Tutt’attorno è una selva di maglie colorate, gambe sporche di fango e teste madide per il sudore. Percepisci quell’odore di bagnato, di bosco subito dopo il temporale. E’ questione di attimo. Ti tuffi. La torsione è spaventosa. Col piede destro colpisci la palla che s’insacca. La schiena pare non voler atterrare più. L’arbitro fischia. C’è stato un fallo o eri finito in fuorigioco. Il tuo gol è già dimenticato. La tua rovesciata non finirà mai in cineteca.
Hai compiuto un miracolo… ma è stato inutile.
Alla fine, è quello che ci riserva la vita: una lunga serie di miracoli inutili, sforzi che non raccolgono i loro frutti perché arrivati al momento sbagliato.

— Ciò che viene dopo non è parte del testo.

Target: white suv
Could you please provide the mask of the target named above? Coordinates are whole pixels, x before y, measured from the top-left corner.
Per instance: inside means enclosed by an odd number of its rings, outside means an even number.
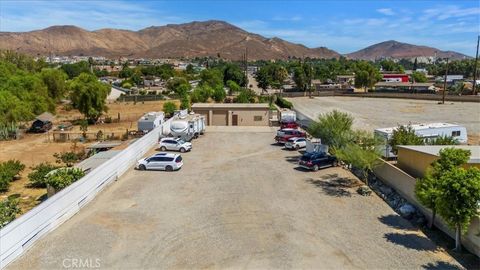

Alle volte, vengono ignorati, altre volte finiscono fuori luogo, come un campo rom, ai margini di una città; o come una birra stappata in chiesa, mentre il prete dice messa.
E allora, uno si chiede: ma lo sforzo vale la pena?
Dipende da quel che si prova nel momento in cui si compie… La vedo così.
Volo in cielo, tentando improbabili rovesciate, ogni volta che scrivo e, in quei momenti, dimentico completamente il fischietto e l’arbitro.